Honesty on the part of administrators about what goes on in schools is not always the best policy. Schools as organizations lack agreement about goals, means, roles of participants, and historical precedents. Nevertheless, most teachers do a good or average job and most educational results are adequate. Therefore the use of "mystification,""cover-up," and "martyrdom" is the best policy. Mystification may take the form of publicly expressed goals, prophecies, or perceptions of the past that hide the great disagreement among school people on these issues. Cover-ups hide the diverse activities going on in schools by simplification or relabeling of instructional activities. Martyrdom (in the form of resigning a position) may be necessary when other tactics no longer work. Educational leadership depends on a sense of optimism based on the knowledge that average teachers and administrators using average techniques and seeking rather conventional goals can produce good results.

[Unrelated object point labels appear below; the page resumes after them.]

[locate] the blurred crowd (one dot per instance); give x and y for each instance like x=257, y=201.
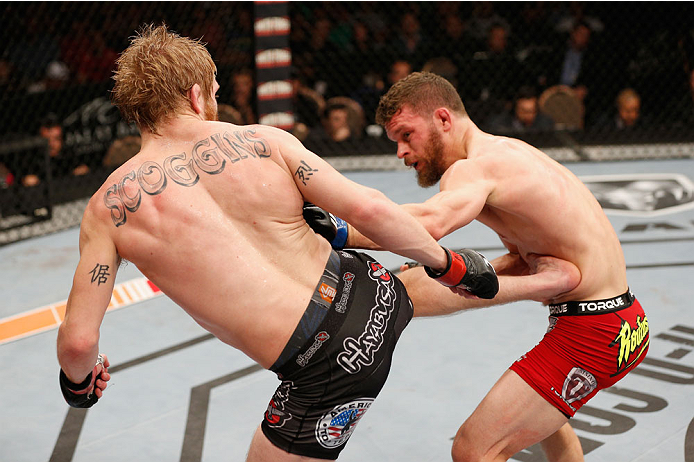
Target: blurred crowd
x=520, y=67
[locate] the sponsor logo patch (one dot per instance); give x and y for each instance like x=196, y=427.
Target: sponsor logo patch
x=578, y=384
x=304, y=358
x=336, y=426
x=327, y=292
x=341, y=305
x=275, y=415
x=632, y=343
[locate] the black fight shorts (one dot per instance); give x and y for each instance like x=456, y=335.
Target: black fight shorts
x=338, y=358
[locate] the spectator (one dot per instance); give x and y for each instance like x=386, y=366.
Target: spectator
x=411, y=43
x=525, y=117
x=626, y=115
x=340, y=128
x=243, y=97
x=61, y=164
x=57, y=76
x=482, y=18
x=229, y=114
x=575, y=13
x=453, y=36
x=122, y=149
x=496, y=75
x=374, y=87
x=573, y=65
x=308, y=106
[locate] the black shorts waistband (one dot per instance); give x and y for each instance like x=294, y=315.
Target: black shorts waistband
x=315, y=313
x=608, y=305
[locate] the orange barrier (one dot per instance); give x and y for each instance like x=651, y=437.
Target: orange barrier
x=50, y=316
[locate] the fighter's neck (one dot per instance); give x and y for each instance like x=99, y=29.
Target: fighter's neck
x=182, y=128
x=463, y=140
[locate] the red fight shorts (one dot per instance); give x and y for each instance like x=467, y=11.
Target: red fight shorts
x=589, y=345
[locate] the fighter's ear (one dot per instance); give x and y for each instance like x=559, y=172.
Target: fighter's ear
x=443, y=118
x=197, y=102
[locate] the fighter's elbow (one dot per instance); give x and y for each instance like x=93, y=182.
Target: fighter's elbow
x=73, y=345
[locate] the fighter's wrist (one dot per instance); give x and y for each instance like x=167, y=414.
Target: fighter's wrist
x=437, y=273
x=75, y=387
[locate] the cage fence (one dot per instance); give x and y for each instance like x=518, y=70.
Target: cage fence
x=584, y=81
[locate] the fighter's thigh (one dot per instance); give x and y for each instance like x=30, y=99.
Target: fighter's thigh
x=262, y=450
x=510, y=418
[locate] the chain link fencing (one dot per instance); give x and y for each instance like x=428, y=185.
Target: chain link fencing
x=585, y=81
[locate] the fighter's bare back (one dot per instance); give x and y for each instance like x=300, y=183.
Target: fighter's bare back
x=191, y=230
x=535, y=215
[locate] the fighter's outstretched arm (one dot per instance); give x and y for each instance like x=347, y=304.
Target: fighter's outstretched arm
x=543, y=279
x=83, y=371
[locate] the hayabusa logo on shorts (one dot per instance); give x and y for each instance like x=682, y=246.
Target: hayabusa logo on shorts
x=361, y=352
x=578, y=384
x=336, y=426
x=275, y=415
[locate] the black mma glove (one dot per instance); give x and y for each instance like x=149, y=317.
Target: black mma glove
x=333, y=228
x=81, y=394
x=471, y=271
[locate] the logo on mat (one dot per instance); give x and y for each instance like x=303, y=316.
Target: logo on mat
x=276, y=416
x=362, y=351
x=578, y=384
x=327, y=292
x=645, y=194
x=631, y=340
x=335, y=427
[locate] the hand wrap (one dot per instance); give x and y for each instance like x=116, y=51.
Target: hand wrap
x=469, y=270
x=333, y=228
x=81, y=394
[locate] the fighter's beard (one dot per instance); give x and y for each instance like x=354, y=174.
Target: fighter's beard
x=434, y=168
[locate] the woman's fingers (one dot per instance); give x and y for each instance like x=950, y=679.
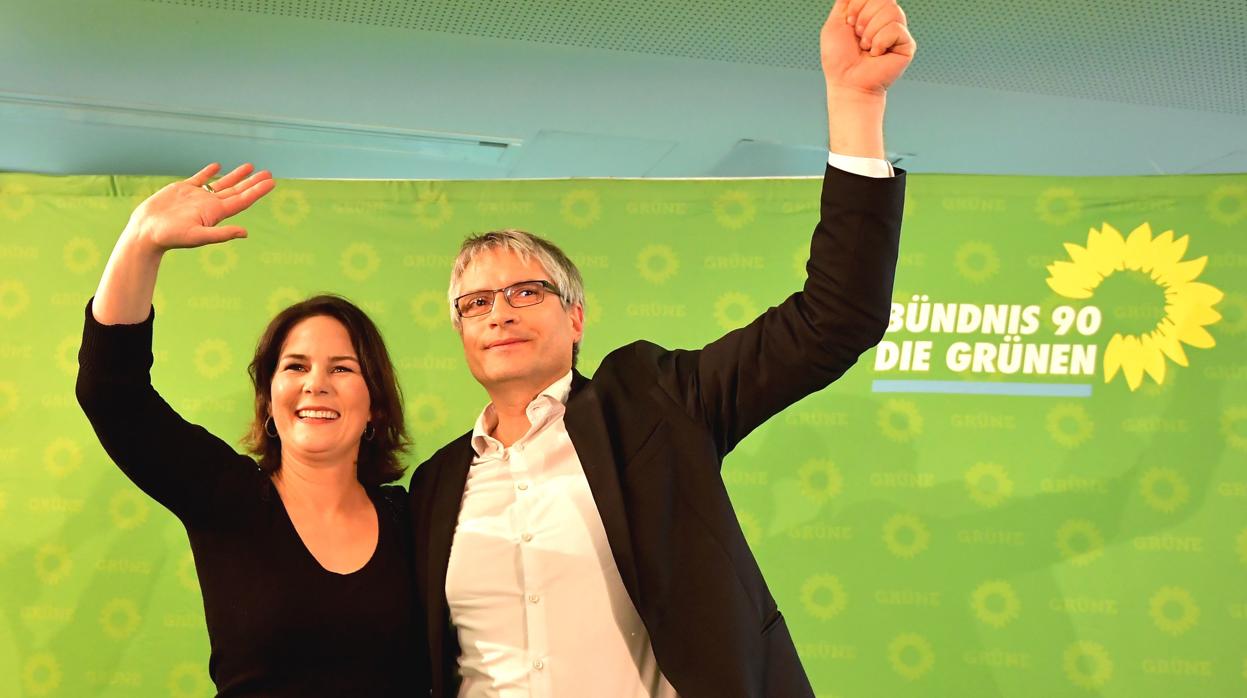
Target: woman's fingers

Therefore, sagacious educational leaders often merely leave well enough alone. Believing in their own "success" is a serious danger for administrators since they have very little control over what goes on in schools. A good administrator is advised to examine the constructive roles of mystification, cover-up, and martyrdom and to be wary of the destructive role of success. (Author/JM)
Descriptors: Academic Freedom, Administrator Responsibility, Administrator Role, Conflict, Educational Change, Educational Objectives, Educational Philosophy, Educational Strategies, Organizational Communication, Outcomes of Education, Public Relations, School Community Relationship, School Support, Superintendents, Teachers
Publication Type: Opinion Papers; Speeches/Meeting Papers
Education Level: N/A
Authoring Institution: N/A
Note: Paper presented at the Annual Meeting of the American Educational Research Association (Boston, MA, April 7-11, 1980). Not available in paper copy due to faint and broken print of original document.